出たよ、便利な言葉ランキングがあったら間違いなく上位に入るフレーズ。それよりも、琴音はちゃんと自分のことを女だと思ってるんだ、良かった安心した。
「まぁいい。神代と仲良くなる……ね。なんとかしてみるわ」
琴音にはこう言ったが、話しかけるネタならすでにあるのでなんとかなるだろう。
「よろしくね! 有彩の方はあたしに任せて。進展あれば報告ね!」
「……。」
俺は返事を返さなかった。当然、琴音が怪訝な顔をする。
「何よ?」
「いや……、もう一回確認しておきたいんだが……。俺達って恋のライバルなんだよな?」
「さっき自分で言ったじゃない。それ以外に何だって言うの? 有彩が神代君となんとも無いならハルなんか放って置いてあたしの彼女にするんだからね!」
よくもまぁ、堂々と。でも、琴音と犬猿の仲にならなかったことを良しとするか。
「わかったよ。

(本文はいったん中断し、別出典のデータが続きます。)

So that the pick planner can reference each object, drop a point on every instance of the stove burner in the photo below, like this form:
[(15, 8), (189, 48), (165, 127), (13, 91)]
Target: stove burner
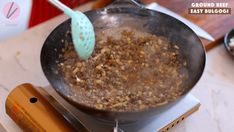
[(162, 122)]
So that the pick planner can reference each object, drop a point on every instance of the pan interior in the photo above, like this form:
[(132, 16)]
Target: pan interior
[(114, 21)]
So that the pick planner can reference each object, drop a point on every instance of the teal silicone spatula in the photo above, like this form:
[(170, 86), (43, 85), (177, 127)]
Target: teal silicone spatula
[(83, 35)]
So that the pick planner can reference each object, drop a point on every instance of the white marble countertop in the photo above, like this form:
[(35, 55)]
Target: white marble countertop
[(20, 63)]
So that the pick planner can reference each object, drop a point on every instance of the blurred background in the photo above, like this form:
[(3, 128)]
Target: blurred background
[(18, 15)]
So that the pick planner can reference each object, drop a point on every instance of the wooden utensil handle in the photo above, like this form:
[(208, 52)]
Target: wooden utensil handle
[(31, 111)]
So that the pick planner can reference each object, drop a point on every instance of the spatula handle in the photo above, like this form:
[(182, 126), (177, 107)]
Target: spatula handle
[(62, 7)]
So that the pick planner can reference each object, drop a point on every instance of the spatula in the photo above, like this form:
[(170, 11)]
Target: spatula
[(83, 35)]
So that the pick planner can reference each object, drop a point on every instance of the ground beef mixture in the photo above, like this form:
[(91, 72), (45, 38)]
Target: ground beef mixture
[(131, 73)]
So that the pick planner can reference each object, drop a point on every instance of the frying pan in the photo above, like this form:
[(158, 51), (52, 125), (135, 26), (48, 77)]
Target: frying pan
[(122, 13)]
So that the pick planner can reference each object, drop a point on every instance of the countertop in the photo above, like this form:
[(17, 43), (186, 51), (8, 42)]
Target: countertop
[(20, 63)]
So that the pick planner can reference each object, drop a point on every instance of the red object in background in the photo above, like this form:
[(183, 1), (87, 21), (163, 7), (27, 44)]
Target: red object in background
[(42, 10)]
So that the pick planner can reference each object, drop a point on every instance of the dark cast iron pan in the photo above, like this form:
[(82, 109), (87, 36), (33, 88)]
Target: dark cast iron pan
[(125, 13)]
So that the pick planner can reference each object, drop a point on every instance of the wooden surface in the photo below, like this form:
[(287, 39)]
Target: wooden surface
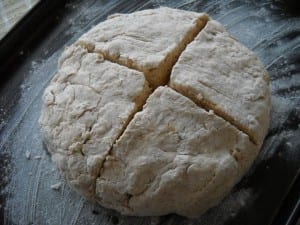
[(11, 11)]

……んじゃ、そろそろ帰るわ」
「ん」
俺は立ち上がり、部屋を出ようとドアノブに手をかけた所で、もう一つ聞いておきたい事を思い出した。
「なぁ琴音」
「何?」
「優子ちゃんと亜美ちゃんだと、どっちがタイプなんだ?」
琴音は最初、何のことかわからなかったようだが、すぐに顔を赤らめた。
まだ春になったばかりだと言うのに、俺の左頬に美しい紅葉が生まれた。